Fin 2022, la sortie de leur premier album Cub s’était accompagnée des singles à succès ‘Purple’ et ‘Leader of the Pack’. Concerts marquants, salle comble des mois à l’avance et tournées avec les Pixies et Fontaines D.C. ont fait de Wunderhorse l’un des groupes britanniques les plus excitants.

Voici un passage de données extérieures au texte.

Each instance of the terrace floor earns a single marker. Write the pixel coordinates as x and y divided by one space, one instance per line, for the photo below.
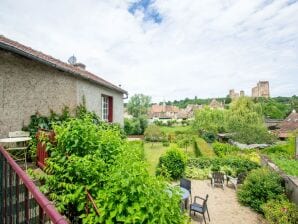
223 206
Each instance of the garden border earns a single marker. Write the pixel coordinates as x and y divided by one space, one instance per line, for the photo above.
291 183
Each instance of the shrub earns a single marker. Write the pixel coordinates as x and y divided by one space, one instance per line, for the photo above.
135 126
174 161
165 143
209 137
153 133
233 162
196 149
198 174
260 186
222 149
280 211
94 157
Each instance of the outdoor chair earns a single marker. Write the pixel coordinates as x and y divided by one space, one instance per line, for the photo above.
217 179
185 183
200 208
236 180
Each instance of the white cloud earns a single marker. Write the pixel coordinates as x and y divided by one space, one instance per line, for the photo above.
201 48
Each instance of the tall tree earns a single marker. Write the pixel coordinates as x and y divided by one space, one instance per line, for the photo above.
138 105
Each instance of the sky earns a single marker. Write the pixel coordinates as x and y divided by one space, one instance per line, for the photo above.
168 49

Le projet solo de Jacob Slater voit le jour durant l’été 2021, offrant un nouvel écrin à l’énergie de son adolescence, époque où il est le leader des Dead Pretties. Après la disparition du groupe en 2017, aussi rapidement qu’il est apparu, il s’éloigne de la musique et déménage en Cornouailles pour y vivre son amour du surf. Il écrit les chansons qui composeront Cub, Wunderhorse est né.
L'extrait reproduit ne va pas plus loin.